As the transformation to a sustainable future marches on, there is a need and an opportunity for education to play a critical role, according to this new Brookings Institute Report. The Report finds that the U.S. public education is among the most powerful tools for solving climate but our public education is lagging behind the crisis.
The Report suggests a new green learning agenda involves three approaches:
- Approach 1 – Technical education and training aimed at “skills for green jobs” through a gender-transformative approach;
- Approach 2 – Building “green life skills” or pro-environmental behaviors focused on climate change education (CCE) and education for sustainable development (ESD);
- Approach 3 – Developing “skills for green transformation” by transforming mindsets and confronting the underlying structures of inequality and systems of oppression that sustain climate vulnerability.

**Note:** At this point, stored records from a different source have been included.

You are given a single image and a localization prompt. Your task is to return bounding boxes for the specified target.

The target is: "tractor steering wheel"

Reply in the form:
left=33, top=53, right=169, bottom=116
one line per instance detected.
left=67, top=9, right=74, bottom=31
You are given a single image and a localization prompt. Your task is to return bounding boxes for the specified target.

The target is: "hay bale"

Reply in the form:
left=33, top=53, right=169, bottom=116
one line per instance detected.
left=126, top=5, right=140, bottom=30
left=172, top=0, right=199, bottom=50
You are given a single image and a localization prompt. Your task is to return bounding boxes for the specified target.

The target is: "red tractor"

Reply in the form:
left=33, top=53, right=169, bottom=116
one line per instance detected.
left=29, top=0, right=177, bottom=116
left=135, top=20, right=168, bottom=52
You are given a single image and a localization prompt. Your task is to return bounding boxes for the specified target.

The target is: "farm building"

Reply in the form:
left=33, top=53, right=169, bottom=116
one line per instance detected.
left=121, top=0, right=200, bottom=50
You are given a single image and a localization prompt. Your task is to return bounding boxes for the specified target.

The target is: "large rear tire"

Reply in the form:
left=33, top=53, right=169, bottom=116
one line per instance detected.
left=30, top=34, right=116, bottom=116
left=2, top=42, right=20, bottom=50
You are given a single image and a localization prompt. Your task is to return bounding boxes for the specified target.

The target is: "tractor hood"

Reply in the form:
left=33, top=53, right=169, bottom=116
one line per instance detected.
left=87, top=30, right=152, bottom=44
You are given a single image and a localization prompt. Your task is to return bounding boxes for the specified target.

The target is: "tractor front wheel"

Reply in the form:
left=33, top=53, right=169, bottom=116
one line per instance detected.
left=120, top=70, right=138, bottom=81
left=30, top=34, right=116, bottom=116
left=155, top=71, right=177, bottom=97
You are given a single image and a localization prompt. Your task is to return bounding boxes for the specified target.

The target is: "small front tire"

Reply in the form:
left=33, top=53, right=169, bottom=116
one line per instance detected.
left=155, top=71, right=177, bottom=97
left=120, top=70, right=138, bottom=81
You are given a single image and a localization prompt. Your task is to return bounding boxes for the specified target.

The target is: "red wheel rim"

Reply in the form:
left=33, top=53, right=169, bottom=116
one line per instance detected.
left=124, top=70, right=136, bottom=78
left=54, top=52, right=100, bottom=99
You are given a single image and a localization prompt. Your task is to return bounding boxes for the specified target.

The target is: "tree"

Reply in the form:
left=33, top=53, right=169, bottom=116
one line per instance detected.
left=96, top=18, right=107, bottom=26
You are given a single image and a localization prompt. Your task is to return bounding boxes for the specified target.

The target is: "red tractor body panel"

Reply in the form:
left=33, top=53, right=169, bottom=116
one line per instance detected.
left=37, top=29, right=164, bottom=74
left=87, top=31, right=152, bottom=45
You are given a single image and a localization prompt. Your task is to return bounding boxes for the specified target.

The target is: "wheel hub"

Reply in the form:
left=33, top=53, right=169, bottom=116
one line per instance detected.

Public, non-profit, and for-profit enterprises are taking note. For instance, last year New Jersey became the first U.S. state to incorporate climate change in its K-12 education curriculum. The new standards, which take effect in September 2021 and 2022, offer a broad outline that will allow school districts to craft instruction based on why the planet is warming and what can be done to mitigate it.
The W!SE Institute, a non-profit based in New York City that focuses on college and career readiness for high school students, has introduced Engineered Green Economics (EGE). The initiative prepares high school students to meet complex environmental and social challenges through sustainability education. Students learn about climate change, resource efficiency, clean energy, green careers and new technologies to address environmental, social and business mandates.
Earlier this month General Motors (GM) announced the launch of its GM Automotive Manufacturing Electric College (AMEC). To support the automaker’s clean energy transformation including 30 new electric vehicles by 2025 and hitting zero tailpipe emissions by 2035, many of its employees will receive electric vehicle training through AMEC.
Bending the Curve: Climate Change Solutions™ is a multifaceted education project initiated by the University of California. The education is centered around a curriculum designed to empower a million climate champions across the world to solve the climate change problem. It draws inspiration from the report Bending the Curve: 10 Scalable Solutions written by 50 University of California (UC) academics in natural sciences including engineering and technology, social sciences, and humanities.
Energetic, an innovative board game available in physical and digital editions is being used in classes at Carnegie Mellon, Vanderbilt, Wofford College, Yale, Barnard, the Bronx High School of Science as well as other academic institutions and corporations to help students and teachers understand the impacts of climate change and to show the interactions between climate, energy and politics that are required to decarbonize society.
A broad spectrum of colleges and universities now offer bachelor’s and master’s degrees in sustainability as well as customized executive education options, including short courses and certificates. Trish Kenlon, Founder of Sustainable Career Pathways, suggests 33 sustainability certifications professionals should be aware of, including general sustainability, climate, reporting, green buildings, energy and specialty (such as supply chain).